Le gouvernement serbe aux élections du 14 février au Kosovo aurait orchestré le vote de masse pour des sujets politiques roms, bosniaques et ashkali.
Le doute était fondé sur les votes qu'Adrijana Hodzic a pris dans plusieurs municipalités à majorité serbe, ainsi que sur une initiative rom et une autre Ashkali.

Outre les Bosniaques, les Roms et les Ashkali, le Gouvernement serbe a construit des ponts de coopération avec la communauté minoritaire goran au Kosovo. Le député Adem Hoxha fait maintenant partie du Groupe parlementaire sur la liste serbe (List Srpska).
Mais quel est le danger d'association?
La liste serbe est le parti le plus gagné au Kosovo. Ce parti politique contrôlé par Belgrade dirige dix municipalités, tandis qu'en deuxième place est AAK avec neuf.
Leposaviqi, Novoberda, Shrpca, Zubin Potoku, Zvecani, Gracanica, Raniculu, Partesh, Klokoti et North Mitrovica sont des municipalités en question.

Ce sont ces dix municipalités qui, semble-t-on, font partie de l'Association des municipalités dirigées par les Serbes, qui sont considérées comme une menace pour la souveraineté et la fonctionnalité de l'État du Kosovo.
Mais comme le caractère monoethnique de cette association est clairement opposé à la Constitution du Kosovo, nles autres cartes peuvent être en question.
Il s ' agit de l ' éventuelle association multiethnique qui inclurait d ' autres communautés serbes et autres communautés minoritaires mais qui serait contrôlée par le Gouvernement de la République de Serbie.
Et que la Serbie essaie de contrôler d'autres minorités ethniques, c'est déjà connu.
Quelle est la situation actuelle ?
La Serbie a témoigné qu'elle a renforcé ses liens avec d'autres communautés minoritaires au Kosovo lors des élections du 14 février.
Les élections locales du 17 octobre représentent un autre risque majeur d'accroître l'influence serbe dans les communautés minoritaires ethniques du Kosovo.
Actuellement, une seule municipalité du Kosovo n'est pas guidée par des Serbes ou des Albanais. Elle est Mamusha, qui a un leader de la communauté turque qui est actuellement joué avec les institutions du Kosovo.

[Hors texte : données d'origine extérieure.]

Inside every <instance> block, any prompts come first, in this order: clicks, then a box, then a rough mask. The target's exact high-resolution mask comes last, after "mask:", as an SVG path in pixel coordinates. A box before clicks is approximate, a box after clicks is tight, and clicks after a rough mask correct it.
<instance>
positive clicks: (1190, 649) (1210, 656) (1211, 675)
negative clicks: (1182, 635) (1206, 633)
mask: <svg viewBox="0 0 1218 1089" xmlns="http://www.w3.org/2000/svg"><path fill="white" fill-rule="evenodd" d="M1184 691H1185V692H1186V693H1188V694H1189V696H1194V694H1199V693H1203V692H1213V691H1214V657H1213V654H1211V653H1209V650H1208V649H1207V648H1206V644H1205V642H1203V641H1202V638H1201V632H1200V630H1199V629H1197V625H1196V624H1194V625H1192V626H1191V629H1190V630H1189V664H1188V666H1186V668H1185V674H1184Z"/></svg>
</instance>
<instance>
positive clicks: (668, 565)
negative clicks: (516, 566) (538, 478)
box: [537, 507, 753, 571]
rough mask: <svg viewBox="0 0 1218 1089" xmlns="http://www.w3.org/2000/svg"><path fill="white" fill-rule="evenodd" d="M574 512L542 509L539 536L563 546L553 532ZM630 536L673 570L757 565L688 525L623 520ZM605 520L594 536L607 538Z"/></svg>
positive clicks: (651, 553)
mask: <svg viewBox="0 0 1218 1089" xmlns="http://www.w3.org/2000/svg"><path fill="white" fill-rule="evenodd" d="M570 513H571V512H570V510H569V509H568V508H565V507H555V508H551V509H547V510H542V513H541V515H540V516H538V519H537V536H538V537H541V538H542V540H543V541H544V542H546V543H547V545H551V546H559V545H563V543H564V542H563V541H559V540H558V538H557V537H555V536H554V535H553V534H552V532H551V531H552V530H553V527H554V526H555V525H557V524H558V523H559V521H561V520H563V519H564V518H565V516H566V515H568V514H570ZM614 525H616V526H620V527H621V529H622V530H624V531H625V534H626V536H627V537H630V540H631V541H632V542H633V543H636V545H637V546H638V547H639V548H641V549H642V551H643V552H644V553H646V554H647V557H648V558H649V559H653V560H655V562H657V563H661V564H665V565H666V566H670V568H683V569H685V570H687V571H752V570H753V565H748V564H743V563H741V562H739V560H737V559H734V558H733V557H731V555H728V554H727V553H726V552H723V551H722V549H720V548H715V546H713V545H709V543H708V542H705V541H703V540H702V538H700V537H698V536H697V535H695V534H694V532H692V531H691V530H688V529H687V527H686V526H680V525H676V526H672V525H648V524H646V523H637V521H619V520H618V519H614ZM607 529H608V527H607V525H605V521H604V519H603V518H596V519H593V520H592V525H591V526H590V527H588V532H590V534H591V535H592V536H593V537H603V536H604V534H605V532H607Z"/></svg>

On ignore si cela changera.
Y a-t-il des politiciens d'autres minorités ethniques qui cherchent des municipalités au Kosovo?
Ouais.
La première est Ademi Hoxha de la minorité Gorani. Le député Hoxha é, comme nous l'avons dit, fait partie de la Liste serbe et la création éventuelle d'une municipalité de Gorani ferait en sorte que la municipalité de Gorani contrôlée par le gouvernement de Serbie si elle faisait partie de l'Association.

Le second est Emilia Rexhepi, vice-première ministre de la République du Kosovo. Avant d'entrer dans le Gouvernement Kurti II, un homme politique bosniaque avait imposé des conditions à la création d'une municipalité bosniaque.
Finalement, Rexhepi a été vu avec l'autre vieux politicien bosniaque, Numan Baljic, et a été vivement critiqué après que ce dernier ait été condamné pour agression sexuelle.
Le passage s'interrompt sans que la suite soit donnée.